I went over and picked it up, I resisted the urge to push the button that would call Allen. I finished prepping my coffee and sat back down on the couch, wrapped in the blanket. The clock said that it was just after six in the morning, I decided not to resist anymore, I needed to hear his voice.
Ring
Ring
"Hello?" It wasn't Allen's voice, it was obviously an older woman, she sounded frail. Pulling the phone away from my ear, I double checked the contact. It was Allen's number.
"Is this July?"
"Yes, who are you?" Still stunned that someone else answered his phone not catching that she knew my name and sounded like she was expecting my call. She sounded kind.
"This is Edith, a tall handsome man handed me this phone last night and told me that if I was lucky, the most beautiful woman in the world would call and talk with me."
"What? When? Who are you?" I was stunned, my senses were coming around quickly.
"Last night. I was sitting at a bus stop when this big truck pulled over and stopped near me. This man got out and asked me how my night was, then asked me if I had a phone," she stalled for a second, "Thinking he wanted to make a call I said no, I had no need for one since I'm living on the streets. He then pulled this one out of his pocket along with fifty dollars and told me to get dinner and make as many calls as I wanted and if I was lucky, you might call."

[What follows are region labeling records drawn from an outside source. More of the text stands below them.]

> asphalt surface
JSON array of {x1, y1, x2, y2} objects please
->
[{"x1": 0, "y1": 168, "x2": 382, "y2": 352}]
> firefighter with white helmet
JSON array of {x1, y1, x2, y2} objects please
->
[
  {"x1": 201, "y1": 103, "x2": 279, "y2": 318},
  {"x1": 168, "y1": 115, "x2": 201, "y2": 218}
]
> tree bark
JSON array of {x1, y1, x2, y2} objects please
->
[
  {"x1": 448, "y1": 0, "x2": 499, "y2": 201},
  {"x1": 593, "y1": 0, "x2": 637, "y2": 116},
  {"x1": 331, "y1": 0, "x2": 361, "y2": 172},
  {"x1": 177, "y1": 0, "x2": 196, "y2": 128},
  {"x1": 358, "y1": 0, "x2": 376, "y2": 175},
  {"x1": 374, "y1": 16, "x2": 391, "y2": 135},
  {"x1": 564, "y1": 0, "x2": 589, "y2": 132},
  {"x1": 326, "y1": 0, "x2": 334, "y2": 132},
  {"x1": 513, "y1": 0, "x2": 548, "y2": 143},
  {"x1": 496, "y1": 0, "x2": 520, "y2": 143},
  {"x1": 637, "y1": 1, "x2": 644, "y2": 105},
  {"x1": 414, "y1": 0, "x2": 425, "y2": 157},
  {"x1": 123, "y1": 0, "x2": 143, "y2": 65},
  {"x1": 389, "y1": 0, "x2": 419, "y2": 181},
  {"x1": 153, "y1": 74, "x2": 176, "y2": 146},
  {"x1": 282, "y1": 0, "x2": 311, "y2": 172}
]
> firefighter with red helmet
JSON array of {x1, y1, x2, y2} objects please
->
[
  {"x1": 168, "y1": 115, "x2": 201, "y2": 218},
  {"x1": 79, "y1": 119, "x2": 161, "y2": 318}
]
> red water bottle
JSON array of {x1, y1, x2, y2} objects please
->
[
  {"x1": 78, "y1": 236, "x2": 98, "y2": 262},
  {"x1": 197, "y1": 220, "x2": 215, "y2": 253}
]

I couldn't contain my emotions anymore; I broke down crying again. Edith stayed on the phone with me for an hour consoling me, then she said the phone was beeping and had a low battery indicator and needed to go.
"He's really gone, isn't he Edith?"
"Yes dear, I think this was his last link to you. I'm sorry."
"It was my fault; may I call you again?"
"Of course, dear, I don't have anyone else to call or to talk with."
We disconnected and I sat there heaving and crying. My world was gone. I was set adrift in my own personal hell.
I called Edith every day and we would talk for a few minutes each time. I called about two weeks later, and my heart broke all over again when I got a disconnected message. I guess Allen finally cut the phone off. My last connection to Allen and Kathryn was irrevocably severed.
++++++++++
After three years, my PI finally located Allen. He was living in a small shithole town in Missouri. I dropped everything I was doing and caught a flight out. A day later I was sitting out in front of a small diner where the PI said he gets breakfast every morning.